Baba sevgisizliğini içinde o kadar büyüttü ki hayatında yaptığı yanlış seçimlerde hep babasını suçluyor ama babasına inat yanlış seçimler yapmaya devam ediyordu. Babasının Yahudileri sevmemesi onu üniversitede Yahudi olan Ernst Pollak’a yöneltti ve sadece babasına bir bedel ödetmek adına Ernst Pollak’tan hamile kaldı. Babasının bu evliliğe şiddetle karşı çıkmasına rağmen bir inat uğruna Pollak’la evlendi ve Viyana’ya yerleşti. Bu evlilik babasıyla olan bağını tamamen koparttı. Millena sırf inat uğruna yaptığı bu evliliğin bir hata olduğunu yıllar sonra anlayacaktı.

Franz Kafka ise tıpkı Milena gibi Prag’da ama Milena’dan on üç yıl önce 1883 yılında doğdu. Hukuk Fakültesi’ni bitirmiş olan Franz Kafka üniversite hayatı bittikten sonra boş zamanlarında yazı yazmaya başladı. Yazdıklarını ilk defa 29 yaşında yani 1912 yılında yayınlandı. O da Milena gibi kötü bir çocukluk dönemi geçirmiş ve tıpkı Milena gibi onun da babasıyla ilişkisi hiçbir zaman iyi olmamıştı. Baba Hermann otoriter ve sevgisini göstermeyen bir askerdi. Kafka’nın içindeki bu sevgisizlik babasına duyduğu nefrete dönüşecek ileri ki yıllarda baba özlemini hem acı hem de nefret dolu sözlerle sık sık yazılarında dile getirecektir.
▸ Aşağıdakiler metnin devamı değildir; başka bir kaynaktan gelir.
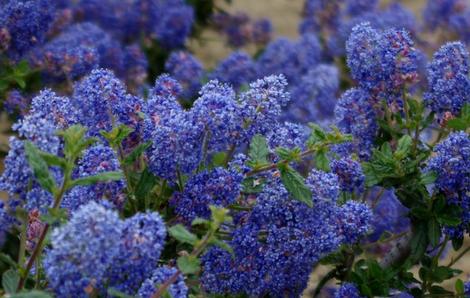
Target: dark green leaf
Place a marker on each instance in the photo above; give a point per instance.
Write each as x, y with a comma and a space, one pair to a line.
188, 264
39, 167
434, 232
10, 281
137, 152
32, 294
258, 150
180, 233
101, 177
295, 184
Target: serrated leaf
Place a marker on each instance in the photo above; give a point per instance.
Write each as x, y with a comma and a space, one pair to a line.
10, 280
137, 152
404, 146
295, 184
258, 150
428, 177
180, 233
188, 264
434, 232
101, 177
39, 167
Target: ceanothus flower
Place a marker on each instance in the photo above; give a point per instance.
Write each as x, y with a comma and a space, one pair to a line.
104, 103
24, 25
348, 290
448, 79
83, 250
217, 111
451, 163
219, 187
178, 289
262, 104
350, 174
142, 241
238, 69
187, 70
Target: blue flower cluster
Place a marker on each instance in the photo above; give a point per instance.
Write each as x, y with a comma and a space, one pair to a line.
451, 163
127, 251
277, 243
449, 79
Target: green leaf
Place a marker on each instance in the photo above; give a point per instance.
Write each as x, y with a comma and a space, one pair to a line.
434, 232
295, 184
136, 153
32, 294
39, 167
404, 146
428, 178
459, 286
180, 233
188, 264
258, 150
321, 160
101, 177
10, 280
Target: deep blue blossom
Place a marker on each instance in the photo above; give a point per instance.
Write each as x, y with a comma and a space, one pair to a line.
348, 290
451, 163
219, 187
448, 79
24, 24
238, 69
187, 70
178, 289
314, 97
82, 251
142, 240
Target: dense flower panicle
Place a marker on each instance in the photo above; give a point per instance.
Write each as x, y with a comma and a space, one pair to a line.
238, 69
218, 112
350, 174
324, 186
348, 290
278, 243
6, 221
169, 22
262, 104
177, 289
23, 25
241, 30
187, 70
355, 115
288, 135
381, 61
97, 159
103, 102
449, 79
218, 187
142, 240
452, 165
83, 250
314, 97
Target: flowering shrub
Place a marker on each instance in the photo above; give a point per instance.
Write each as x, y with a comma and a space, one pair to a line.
343, 148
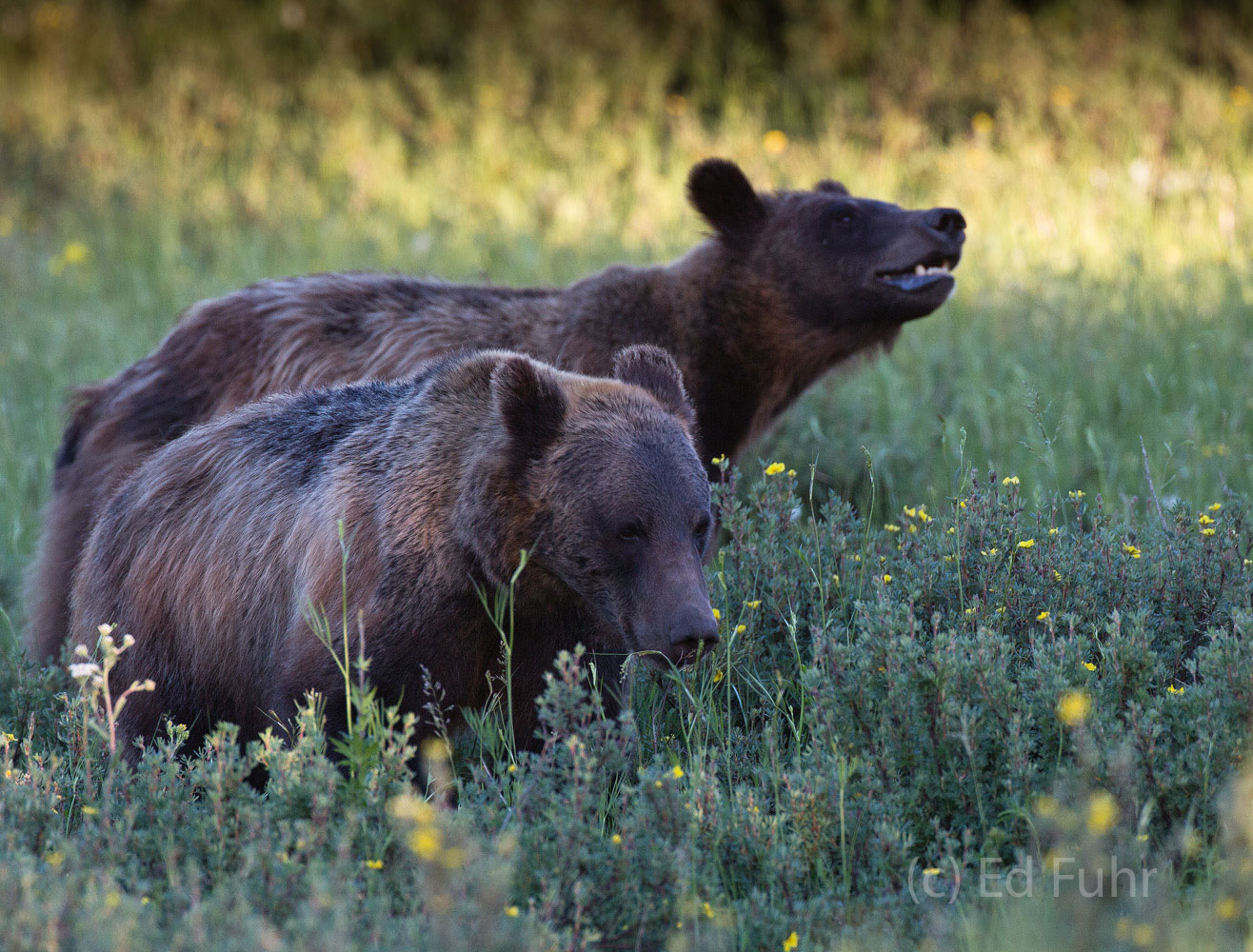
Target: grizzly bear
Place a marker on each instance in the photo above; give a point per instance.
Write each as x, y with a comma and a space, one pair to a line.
789, 285
217, 548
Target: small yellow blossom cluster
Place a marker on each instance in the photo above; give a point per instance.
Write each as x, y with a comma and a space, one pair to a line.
774, 142
1102, 813
427, 840
72, 254
1074, 706
1206, 523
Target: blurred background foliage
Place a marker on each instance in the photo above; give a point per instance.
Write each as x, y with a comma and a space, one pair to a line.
155, 153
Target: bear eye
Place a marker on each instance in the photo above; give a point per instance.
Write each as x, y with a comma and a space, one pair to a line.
631, 531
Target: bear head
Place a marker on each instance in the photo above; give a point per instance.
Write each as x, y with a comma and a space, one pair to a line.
598, 479
848, 266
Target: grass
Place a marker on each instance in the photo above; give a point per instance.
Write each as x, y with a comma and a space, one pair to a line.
1099, 338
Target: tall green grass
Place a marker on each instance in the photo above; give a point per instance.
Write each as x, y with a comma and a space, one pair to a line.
1099, 342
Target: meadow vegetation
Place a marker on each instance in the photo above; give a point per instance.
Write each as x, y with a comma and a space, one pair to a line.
994, 607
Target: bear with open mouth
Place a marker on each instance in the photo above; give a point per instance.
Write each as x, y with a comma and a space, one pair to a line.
787, 286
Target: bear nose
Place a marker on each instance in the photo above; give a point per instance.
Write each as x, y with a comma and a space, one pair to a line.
692, 627
947, 221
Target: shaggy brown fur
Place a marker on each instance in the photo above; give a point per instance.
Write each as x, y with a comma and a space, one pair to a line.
789, 285
213, 551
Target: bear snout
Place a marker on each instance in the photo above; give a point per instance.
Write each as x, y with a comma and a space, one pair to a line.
947, 222
690, 630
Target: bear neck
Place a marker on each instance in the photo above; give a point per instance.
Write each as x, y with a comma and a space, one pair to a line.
754, 356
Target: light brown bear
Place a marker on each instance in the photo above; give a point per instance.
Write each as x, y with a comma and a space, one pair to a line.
789, 285
214, 550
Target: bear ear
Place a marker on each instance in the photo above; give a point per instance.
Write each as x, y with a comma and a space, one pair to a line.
720, 190
654, 369
531, 407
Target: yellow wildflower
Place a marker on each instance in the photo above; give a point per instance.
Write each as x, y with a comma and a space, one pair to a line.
1074, 708
774, 142
1102, 813
425, 841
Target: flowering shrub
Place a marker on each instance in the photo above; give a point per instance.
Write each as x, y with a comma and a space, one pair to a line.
926, 699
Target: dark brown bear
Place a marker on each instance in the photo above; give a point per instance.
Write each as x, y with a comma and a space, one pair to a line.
213, 551
789, 285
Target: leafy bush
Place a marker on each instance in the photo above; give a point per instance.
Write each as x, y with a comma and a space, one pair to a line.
958, 689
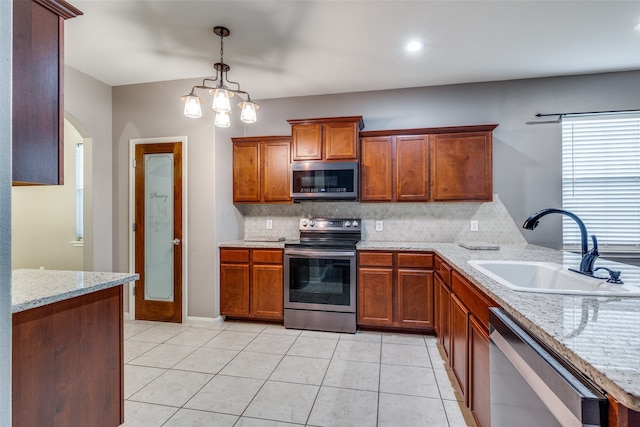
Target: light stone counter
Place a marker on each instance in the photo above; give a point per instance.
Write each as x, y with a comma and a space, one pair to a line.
600, 336
250, 244
35, 288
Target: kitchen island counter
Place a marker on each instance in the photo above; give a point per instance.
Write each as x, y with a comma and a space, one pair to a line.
600, 336
67, 348
35, 288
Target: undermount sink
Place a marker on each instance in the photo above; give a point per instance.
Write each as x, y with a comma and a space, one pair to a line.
547, 277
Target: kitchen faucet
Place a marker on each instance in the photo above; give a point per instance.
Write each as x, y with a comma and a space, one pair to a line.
588, 256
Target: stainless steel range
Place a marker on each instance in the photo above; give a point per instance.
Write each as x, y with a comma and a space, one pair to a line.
320, 276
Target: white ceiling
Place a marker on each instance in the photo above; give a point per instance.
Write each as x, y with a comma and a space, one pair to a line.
281, 48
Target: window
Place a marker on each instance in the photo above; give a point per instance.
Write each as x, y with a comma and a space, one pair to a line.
601, 180
79, 190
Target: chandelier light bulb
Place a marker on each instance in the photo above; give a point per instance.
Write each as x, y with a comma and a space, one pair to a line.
192, 107
248, 114
221, 102
222, 120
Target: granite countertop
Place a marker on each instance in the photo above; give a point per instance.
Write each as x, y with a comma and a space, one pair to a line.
600, 336
35, 288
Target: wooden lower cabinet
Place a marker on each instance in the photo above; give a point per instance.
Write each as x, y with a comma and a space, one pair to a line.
395, 290
67, 363
462, 326
459, 343
375, 296
251, 283
479, 397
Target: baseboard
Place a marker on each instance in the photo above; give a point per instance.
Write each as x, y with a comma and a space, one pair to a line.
203, 321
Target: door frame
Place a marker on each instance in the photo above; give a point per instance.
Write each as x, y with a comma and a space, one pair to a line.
185, 218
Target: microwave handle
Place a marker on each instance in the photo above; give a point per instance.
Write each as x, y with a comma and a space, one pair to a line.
308, 254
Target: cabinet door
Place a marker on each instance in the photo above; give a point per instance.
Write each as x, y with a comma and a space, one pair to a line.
376, 169
412, 168
307, 141
459, 340
462, 167
444, 307
267, 293
234, 289
275, 172
375, 296
479, 394
415, 298
246, 172
340, 141
37, 127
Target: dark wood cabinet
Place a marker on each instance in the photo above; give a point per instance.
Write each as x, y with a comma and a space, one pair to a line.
251, 283
395, 169
462, 166
261, 170
442, 303
67, 363
430, 164
37, 103
462, 326
331, 139
395, 290
459, 343
479, 398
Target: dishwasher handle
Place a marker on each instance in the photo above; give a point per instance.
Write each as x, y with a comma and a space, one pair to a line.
566, 393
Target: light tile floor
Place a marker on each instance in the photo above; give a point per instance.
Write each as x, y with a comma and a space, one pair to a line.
259, 375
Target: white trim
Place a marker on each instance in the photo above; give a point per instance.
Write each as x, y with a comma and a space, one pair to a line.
185, 242
204, 321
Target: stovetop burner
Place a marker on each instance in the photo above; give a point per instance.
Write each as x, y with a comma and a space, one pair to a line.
328, 233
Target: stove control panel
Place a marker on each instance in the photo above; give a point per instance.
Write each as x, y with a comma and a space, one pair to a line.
324, 224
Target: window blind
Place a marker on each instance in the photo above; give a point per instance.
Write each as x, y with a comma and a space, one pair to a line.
601, 180
79, 190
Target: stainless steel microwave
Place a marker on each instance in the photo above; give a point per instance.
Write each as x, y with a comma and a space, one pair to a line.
324, 180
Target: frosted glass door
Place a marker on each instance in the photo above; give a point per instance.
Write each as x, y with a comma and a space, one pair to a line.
159, 235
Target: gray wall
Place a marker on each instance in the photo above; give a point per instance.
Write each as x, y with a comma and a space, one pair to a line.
87, 104
5, 211
526, 157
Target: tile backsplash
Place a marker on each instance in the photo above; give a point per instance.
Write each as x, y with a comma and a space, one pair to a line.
402, 222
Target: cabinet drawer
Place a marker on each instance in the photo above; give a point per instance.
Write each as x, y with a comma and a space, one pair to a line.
422, 260
234, 255
379, 259
267, 256
443, 270
476, 300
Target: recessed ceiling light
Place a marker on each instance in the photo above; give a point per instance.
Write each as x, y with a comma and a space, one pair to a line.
415, 46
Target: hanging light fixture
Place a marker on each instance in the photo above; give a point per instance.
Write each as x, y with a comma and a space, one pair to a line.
222, 94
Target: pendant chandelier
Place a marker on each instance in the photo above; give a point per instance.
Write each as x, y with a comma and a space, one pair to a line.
222, 94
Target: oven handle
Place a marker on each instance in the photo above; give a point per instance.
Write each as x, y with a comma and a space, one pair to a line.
320, 253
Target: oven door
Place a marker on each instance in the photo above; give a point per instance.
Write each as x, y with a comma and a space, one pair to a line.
320, 279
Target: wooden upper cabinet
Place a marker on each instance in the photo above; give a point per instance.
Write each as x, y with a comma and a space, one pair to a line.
261, 170
274, 167
307, 141
331, 139
376, 169
37, 104
430, 164
412, 168
462, 167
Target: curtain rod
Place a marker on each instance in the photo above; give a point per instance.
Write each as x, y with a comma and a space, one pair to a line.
587, 113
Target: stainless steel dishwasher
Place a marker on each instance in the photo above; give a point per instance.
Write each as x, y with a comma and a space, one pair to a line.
529, 387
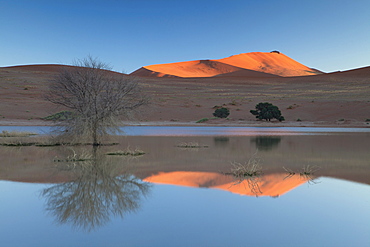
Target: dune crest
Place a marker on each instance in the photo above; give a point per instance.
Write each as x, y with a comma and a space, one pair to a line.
254, 64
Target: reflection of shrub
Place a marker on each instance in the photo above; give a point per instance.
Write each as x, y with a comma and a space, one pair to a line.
221, 141
266, 143
221, 112
202, 120
60, 116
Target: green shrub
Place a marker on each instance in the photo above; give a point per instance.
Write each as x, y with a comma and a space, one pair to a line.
221, 112
267, 111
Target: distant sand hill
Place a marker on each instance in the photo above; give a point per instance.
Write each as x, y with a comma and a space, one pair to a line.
253, 65
267, 185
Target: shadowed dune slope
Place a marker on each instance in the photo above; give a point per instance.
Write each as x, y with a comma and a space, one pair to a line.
270, 62
40, 67
355, 73
255, 64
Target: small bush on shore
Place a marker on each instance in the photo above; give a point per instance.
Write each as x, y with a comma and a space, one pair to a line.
221, 112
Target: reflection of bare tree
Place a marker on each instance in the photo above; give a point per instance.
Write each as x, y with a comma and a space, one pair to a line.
100, 189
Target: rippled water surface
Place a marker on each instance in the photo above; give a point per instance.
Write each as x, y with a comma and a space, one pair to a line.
192, 187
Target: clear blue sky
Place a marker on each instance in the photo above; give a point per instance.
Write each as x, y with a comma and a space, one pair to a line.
329, 35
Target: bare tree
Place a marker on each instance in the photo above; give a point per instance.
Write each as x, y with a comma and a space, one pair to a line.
97, 97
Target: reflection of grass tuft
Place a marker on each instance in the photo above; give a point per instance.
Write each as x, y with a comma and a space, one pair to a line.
248, 173
249, 169
60, 116
190, 145
307, 173
5, 133
127, 152
84, 156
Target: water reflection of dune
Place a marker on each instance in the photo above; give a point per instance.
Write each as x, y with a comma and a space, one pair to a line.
268, 185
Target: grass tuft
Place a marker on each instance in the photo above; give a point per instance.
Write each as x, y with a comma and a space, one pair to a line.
127, 152
202, 120
190, 145
5, 133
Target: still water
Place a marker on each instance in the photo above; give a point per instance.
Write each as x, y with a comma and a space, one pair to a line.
302, 188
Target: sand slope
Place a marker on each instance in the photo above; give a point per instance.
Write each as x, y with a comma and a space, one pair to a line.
254, 64
197, 68
272, 63
268, 185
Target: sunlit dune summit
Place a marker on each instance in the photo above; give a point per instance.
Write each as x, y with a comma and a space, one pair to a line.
253, 64
267, 185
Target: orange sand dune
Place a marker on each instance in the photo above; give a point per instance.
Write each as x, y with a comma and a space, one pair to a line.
267, 185
269, 62
197, 68
254, 64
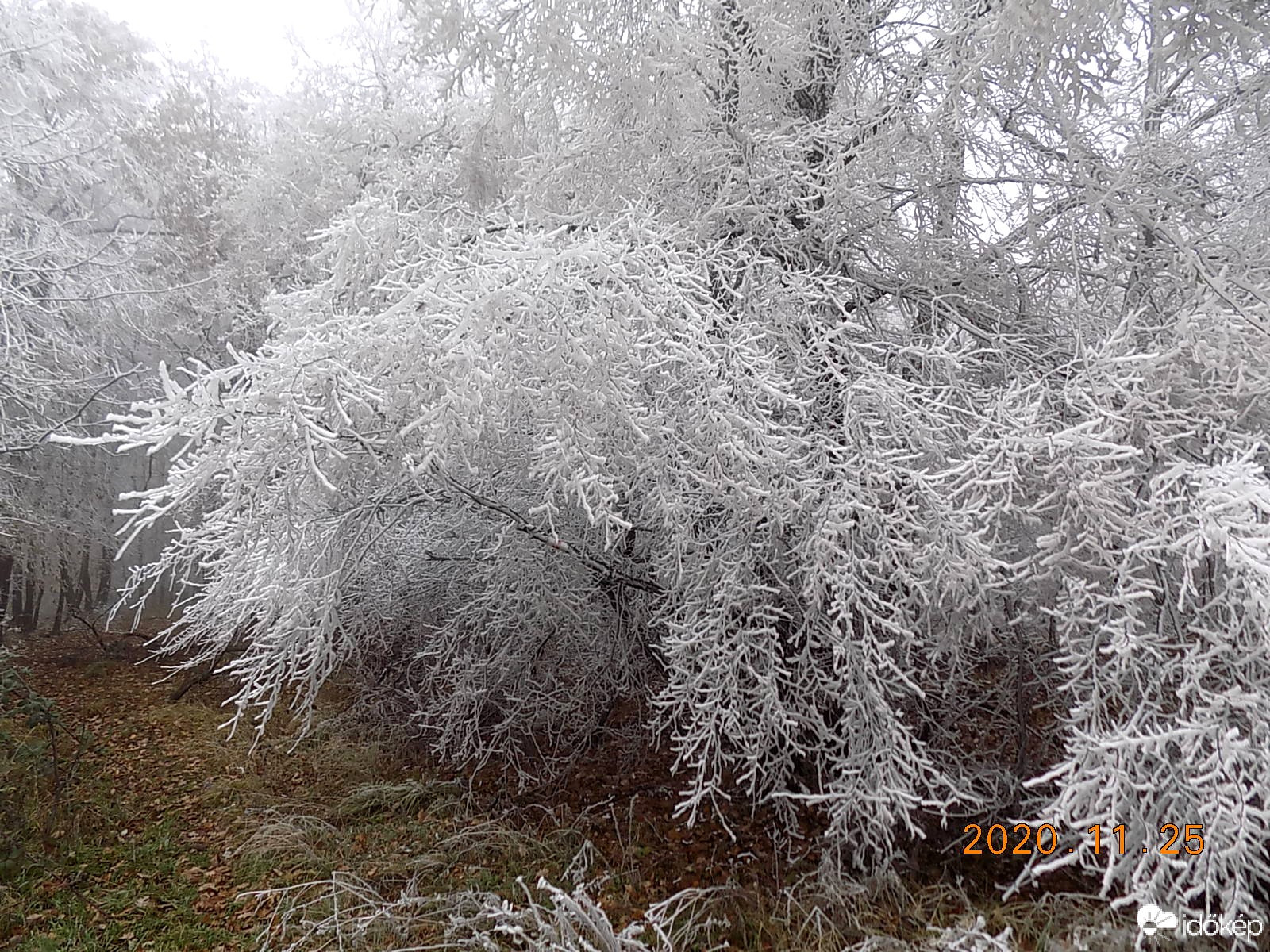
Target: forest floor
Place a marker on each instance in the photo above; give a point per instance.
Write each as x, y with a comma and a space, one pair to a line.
167, 827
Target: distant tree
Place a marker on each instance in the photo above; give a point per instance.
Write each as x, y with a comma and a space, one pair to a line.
876, 391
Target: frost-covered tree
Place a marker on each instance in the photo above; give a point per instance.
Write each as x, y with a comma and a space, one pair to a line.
876, 391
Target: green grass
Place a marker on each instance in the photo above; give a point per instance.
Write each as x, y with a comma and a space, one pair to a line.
137, 894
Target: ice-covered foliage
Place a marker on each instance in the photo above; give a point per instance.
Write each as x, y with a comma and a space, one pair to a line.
897, 432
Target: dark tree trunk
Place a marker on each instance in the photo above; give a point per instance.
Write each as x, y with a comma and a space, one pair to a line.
6, 578
106, 575
64, 592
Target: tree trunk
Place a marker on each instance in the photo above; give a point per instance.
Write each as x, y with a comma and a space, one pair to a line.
6, 578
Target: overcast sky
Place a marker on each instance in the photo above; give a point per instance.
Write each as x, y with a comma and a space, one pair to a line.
248, 37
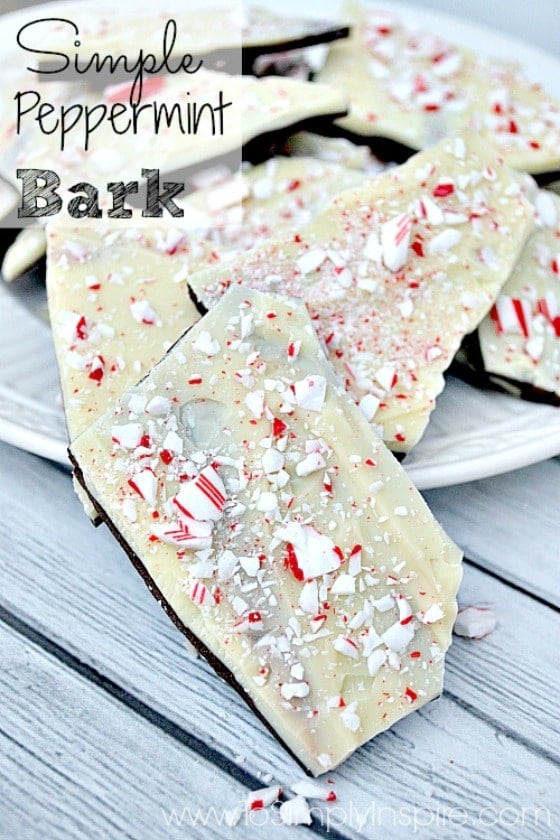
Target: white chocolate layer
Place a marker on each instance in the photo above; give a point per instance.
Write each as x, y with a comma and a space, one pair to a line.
202, 28
416, 88
520, 339
394, 274
281, 533
117, 301
258, 106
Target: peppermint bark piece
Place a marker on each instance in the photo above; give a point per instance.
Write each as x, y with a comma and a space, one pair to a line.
252, 114
519, 340
235, 212
415, 88
394, 273
239, 211
279, 534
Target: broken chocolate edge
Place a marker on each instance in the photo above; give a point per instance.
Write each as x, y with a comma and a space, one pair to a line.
473, 372
213, 660
331, 32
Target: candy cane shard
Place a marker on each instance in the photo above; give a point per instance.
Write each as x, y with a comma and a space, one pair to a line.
296, 594
415, 88
519, 340
200, 32
395, 272
117, 297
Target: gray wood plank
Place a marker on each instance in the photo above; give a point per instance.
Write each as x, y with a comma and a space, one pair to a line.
78, 764
74, 584
510, 524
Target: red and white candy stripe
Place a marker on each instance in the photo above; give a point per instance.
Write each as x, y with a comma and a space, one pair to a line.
511, 315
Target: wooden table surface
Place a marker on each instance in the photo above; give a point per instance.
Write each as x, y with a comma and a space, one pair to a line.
109, 724
110, 728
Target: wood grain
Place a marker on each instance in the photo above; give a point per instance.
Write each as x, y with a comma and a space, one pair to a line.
510, 524
498, 724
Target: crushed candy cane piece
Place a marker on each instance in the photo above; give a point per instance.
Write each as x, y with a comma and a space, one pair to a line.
263, 798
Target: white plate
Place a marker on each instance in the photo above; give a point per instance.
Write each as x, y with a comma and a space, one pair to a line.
472, 434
Kafka duygusal bir insandı o kadar duygusaldı ki bir aşktan diğerine atlayan bir çapkın olmaktansa gerçekten aşkı hissederek yaşayan bir adam olmayı tercih etti. Elbette ki bu kadar duygusal olan bir adamın aşkı yaşamaması imkansızdı; aşkı yaşadı tabii, ama yüreğinde o büyük sevgiyi hissetmeden hiçbir kadını yanına yaklaştırmıyordu bu yüzden hayatına giren kadınların sayısı üçten fazla olmadı.

Milena ve Kafka’nın yolları 1919 sonbaharında Milena’nın Viyana’dan Prag’a yaptığı seyahat esnasında bir kafede tesadüfen kesişir. O sıralarda Kafka otuz altı, Milena ise yirmi üç yaşındadır. Milena, Viyana’ya döndükten sonra Kafka’ya bir mektup yazar ve eserlerini Çekçe’ye çevirmek istediğini belirtir. O sıralarda Milena’nın evliliği iyi gitmiyor, hem duygusal hem de maddi sıkıntılar yaşıyordu. Kafka bu mektuba ve Milena’nın teklifine olumlu yanıt verir. Ve sonra Milena’ya tekrar bir mektup daha yazar ve dünya edebiyat tarihine geçecek mektuplaşmalar işte böyle başlar. Bu yıllarda Kafka, Julie Wohryzcek ile nişanlı, Milena ise hala Ernst Pollak ile evlidir.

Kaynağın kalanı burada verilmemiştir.